Laboratoire Italien (Jun 2020)
Écrire sur la Shoah avant la Shoah : notes sur Kafka et Levi
Abstract
The number of Jewish writers, especially during the twenty years between the two wars, was not insignificant. It was they who heeded the warnings of their instincts and scrutinised the underground and telluric movements of history; as these looming sensations of danger increased, these feelings were then poured into the literary space. Franz Kafka, in particular, comes to mind. Identifying the Prague writer as an avant-goût, a gloomy foreboding of what would befall the Jews, was a small cohort of readers who were neither easily impressionable nor fatuous. Among these was Primo Levi. Even though he did not consider Kafka “quite the same”, the Turin writer accepted the invitation to translate The Trial.
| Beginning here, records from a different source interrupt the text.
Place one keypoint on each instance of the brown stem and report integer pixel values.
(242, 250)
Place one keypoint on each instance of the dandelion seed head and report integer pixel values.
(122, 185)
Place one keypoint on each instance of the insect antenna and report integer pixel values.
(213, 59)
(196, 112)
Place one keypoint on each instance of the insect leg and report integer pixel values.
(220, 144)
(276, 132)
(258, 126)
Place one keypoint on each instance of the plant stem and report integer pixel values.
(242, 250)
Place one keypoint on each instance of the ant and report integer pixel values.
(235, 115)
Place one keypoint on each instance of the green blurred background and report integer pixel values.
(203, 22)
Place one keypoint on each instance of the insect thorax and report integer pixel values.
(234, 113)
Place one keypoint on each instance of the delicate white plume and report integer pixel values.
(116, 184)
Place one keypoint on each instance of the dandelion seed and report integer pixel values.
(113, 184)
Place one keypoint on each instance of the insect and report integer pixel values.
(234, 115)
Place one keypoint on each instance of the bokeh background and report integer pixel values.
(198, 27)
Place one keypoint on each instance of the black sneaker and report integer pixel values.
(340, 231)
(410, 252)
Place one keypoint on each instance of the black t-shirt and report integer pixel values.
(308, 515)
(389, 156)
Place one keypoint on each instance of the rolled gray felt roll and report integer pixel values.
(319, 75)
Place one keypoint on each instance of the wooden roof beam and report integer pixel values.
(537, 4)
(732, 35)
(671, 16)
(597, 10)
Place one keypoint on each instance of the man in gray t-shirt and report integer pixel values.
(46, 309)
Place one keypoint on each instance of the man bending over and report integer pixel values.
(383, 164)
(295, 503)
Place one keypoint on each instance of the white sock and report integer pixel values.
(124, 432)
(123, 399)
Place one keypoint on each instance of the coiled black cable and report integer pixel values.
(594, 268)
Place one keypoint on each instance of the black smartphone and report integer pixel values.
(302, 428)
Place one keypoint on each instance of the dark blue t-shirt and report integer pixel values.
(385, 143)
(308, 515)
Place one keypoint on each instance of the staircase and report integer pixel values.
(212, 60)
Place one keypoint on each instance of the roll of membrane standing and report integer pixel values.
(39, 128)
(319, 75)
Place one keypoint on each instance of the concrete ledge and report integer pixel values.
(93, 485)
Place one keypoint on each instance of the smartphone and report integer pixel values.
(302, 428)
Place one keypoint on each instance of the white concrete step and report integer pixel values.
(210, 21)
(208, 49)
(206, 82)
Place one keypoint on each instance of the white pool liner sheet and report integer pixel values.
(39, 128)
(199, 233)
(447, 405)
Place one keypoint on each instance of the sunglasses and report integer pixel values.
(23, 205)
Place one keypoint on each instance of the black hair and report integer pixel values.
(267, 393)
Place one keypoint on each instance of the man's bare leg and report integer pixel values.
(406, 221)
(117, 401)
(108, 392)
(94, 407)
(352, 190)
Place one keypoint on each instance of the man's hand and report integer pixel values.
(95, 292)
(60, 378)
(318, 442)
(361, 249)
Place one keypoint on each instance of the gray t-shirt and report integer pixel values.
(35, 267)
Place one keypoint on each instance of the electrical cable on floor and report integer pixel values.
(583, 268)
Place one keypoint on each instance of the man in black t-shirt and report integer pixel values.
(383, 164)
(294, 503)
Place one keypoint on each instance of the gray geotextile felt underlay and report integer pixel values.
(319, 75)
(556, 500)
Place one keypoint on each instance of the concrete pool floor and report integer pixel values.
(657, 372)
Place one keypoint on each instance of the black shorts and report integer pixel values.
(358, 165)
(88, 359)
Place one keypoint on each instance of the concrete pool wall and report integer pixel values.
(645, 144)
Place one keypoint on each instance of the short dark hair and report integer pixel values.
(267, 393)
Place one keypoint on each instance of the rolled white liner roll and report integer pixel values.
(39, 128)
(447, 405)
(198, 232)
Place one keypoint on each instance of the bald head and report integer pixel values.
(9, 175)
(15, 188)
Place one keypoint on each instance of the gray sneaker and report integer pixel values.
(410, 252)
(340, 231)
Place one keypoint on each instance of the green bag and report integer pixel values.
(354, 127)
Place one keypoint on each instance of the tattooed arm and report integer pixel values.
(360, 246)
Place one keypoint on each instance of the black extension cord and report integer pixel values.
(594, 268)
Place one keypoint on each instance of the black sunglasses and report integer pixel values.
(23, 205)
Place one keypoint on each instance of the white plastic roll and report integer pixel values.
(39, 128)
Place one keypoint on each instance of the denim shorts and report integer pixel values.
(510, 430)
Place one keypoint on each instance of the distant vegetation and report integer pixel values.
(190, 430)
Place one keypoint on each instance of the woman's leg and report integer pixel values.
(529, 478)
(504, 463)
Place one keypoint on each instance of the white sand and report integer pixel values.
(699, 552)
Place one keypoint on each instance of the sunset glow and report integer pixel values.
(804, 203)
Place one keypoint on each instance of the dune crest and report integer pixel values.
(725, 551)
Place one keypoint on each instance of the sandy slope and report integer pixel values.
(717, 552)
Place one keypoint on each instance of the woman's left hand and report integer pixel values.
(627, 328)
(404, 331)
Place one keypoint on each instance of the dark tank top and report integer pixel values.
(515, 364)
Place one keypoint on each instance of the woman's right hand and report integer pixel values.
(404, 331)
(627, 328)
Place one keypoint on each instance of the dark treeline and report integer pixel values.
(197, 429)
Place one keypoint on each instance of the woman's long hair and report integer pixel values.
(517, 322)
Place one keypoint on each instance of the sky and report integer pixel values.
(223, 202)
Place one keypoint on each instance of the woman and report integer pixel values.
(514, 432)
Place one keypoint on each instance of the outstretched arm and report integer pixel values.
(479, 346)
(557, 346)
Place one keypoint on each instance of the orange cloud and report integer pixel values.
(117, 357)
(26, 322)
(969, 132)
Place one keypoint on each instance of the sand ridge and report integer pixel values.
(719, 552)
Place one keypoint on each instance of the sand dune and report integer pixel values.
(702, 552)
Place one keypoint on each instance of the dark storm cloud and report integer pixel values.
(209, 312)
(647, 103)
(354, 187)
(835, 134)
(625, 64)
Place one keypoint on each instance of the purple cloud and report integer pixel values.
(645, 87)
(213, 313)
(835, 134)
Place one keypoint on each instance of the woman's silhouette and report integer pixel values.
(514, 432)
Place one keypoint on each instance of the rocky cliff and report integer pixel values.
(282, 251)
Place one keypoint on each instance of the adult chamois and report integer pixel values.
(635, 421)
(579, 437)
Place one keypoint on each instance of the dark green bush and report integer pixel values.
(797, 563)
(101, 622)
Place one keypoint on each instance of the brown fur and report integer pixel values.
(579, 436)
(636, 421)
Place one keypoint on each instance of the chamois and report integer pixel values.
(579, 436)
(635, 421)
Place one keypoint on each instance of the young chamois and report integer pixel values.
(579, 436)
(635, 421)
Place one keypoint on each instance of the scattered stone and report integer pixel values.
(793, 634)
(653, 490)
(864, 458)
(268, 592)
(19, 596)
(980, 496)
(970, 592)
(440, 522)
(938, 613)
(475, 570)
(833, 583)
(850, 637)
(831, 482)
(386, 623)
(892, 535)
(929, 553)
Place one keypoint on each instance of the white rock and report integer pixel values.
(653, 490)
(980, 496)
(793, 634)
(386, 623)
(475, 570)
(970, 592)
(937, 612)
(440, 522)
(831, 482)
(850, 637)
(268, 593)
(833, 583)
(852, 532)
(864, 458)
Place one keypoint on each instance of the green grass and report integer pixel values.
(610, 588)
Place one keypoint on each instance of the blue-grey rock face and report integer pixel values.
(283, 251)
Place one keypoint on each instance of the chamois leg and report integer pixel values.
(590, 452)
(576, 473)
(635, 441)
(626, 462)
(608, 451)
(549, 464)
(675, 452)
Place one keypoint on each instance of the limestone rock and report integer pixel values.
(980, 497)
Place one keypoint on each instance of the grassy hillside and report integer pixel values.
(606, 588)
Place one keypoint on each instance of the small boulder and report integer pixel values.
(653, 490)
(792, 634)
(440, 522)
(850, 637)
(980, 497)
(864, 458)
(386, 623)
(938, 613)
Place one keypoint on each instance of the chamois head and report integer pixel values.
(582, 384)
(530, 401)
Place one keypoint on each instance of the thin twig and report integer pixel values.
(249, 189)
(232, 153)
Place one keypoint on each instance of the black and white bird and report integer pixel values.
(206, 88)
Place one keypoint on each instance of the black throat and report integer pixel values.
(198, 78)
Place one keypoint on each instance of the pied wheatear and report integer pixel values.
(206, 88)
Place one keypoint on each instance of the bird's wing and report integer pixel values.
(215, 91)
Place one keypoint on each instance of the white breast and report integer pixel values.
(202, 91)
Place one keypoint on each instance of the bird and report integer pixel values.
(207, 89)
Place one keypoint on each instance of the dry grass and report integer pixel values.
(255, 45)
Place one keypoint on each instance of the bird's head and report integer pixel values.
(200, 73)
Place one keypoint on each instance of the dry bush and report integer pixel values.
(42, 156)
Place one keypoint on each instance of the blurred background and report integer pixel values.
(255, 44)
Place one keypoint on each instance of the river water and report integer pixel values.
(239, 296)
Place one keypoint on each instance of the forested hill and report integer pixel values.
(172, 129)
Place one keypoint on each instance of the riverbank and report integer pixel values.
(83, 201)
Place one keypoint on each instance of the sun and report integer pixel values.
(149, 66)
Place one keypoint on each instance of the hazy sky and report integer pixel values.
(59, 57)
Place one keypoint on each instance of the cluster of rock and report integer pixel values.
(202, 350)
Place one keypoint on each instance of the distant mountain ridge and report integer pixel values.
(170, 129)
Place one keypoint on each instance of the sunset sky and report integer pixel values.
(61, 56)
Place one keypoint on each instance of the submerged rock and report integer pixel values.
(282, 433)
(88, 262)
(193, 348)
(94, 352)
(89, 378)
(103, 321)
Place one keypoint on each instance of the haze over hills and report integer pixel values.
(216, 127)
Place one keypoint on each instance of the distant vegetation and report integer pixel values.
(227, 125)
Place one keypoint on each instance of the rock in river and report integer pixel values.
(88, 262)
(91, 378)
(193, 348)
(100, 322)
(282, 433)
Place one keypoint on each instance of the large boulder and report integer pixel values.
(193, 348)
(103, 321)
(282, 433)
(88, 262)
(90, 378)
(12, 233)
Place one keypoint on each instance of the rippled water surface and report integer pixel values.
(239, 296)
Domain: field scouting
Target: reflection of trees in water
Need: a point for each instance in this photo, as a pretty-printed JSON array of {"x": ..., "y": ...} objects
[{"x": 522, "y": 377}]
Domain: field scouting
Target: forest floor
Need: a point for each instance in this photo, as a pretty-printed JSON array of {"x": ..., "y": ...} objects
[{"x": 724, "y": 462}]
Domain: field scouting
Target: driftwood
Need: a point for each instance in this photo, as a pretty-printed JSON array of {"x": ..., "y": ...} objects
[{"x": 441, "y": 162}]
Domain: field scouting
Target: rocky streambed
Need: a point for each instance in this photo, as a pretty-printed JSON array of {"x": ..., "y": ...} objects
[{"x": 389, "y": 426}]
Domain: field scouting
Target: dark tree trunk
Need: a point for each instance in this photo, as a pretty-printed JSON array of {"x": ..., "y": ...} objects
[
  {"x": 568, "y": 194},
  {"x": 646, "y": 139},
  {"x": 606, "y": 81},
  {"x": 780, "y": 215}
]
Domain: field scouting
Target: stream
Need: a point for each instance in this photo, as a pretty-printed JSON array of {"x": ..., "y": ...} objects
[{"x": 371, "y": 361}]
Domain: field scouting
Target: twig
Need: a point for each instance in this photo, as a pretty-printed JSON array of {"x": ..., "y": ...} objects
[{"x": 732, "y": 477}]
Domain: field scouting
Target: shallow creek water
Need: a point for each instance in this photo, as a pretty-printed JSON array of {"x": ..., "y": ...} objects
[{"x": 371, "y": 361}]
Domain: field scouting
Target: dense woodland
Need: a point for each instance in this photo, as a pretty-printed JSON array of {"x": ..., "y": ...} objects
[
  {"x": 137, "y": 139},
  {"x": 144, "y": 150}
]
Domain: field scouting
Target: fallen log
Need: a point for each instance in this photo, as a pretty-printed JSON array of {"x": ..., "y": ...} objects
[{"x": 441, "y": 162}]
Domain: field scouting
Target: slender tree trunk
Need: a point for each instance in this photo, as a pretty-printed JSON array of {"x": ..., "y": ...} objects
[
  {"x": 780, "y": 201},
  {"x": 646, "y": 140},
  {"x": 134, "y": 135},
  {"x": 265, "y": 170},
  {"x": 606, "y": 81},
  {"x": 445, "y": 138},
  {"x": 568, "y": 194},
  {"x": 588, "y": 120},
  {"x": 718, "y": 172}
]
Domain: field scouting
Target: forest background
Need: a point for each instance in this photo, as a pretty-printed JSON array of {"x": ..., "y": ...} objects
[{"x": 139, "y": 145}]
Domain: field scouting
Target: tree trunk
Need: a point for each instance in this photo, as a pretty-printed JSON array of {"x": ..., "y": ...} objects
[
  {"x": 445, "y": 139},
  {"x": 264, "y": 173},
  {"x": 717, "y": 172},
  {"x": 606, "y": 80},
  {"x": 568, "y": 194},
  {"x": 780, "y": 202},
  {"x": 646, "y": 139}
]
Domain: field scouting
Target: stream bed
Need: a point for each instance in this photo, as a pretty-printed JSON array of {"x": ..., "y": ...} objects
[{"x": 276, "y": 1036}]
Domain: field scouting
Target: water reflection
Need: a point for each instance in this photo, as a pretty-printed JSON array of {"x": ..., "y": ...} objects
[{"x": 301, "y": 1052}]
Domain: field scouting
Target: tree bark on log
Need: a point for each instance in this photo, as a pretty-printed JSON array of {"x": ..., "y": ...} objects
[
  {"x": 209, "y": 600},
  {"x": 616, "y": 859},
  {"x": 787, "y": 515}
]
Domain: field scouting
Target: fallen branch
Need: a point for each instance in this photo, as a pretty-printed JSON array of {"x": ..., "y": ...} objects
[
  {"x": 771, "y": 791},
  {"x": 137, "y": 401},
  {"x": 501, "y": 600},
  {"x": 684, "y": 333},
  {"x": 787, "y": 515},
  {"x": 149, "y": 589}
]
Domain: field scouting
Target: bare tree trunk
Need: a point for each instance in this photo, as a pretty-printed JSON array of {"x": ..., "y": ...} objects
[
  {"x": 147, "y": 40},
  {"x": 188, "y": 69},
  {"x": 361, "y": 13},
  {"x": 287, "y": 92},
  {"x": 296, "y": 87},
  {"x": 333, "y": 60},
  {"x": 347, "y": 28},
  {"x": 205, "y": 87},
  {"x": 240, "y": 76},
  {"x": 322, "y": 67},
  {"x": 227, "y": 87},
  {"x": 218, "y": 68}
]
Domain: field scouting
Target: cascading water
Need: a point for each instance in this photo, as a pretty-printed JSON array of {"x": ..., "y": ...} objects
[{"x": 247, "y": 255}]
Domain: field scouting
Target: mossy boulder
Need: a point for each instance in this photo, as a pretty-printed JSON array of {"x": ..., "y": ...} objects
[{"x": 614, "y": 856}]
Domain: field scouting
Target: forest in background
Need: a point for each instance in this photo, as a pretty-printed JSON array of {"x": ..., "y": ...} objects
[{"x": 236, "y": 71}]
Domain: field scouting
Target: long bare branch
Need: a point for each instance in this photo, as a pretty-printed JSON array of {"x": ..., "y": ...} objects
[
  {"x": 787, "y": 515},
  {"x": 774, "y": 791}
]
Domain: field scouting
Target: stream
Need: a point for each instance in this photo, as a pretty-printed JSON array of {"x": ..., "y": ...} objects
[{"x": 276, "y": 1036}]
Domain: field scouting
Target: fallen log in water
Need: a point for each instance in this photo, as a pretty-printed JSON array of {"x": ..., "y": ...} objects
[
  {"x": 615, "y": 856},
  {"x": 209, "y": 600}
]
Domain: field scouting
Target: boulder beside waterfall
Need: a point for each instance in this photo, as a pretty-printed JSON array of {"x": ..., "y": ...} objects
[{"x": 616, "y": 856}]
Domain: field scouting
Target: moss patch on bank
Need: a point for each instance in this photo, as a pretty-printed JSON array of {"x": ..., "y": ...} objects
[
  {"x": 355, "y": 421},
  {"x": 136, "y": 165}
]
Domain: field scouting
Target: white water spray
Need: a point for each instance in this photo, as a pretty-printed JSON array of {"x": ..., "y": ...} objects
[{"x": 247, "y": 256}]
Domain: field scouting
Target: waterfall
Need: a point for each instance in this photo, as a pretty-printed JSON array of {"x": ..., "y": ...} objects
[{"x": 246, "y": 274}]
In his opinion, even though Kafka was “writing in the first decades of this century, at the turn of the First World War, he foresaw many things”. Thanks to a tremendous imaginative force, in the midst of so many “confused signals”, Kafka had foretold, among other things, the inhumanity of Auschwitz. Levi considered Kafka a prophet of the Holocaust. Even though he did not go to Auschwitz, it was as if he had been able to foretell it “with a clairvoyance that amazes and wounds like blinding light”.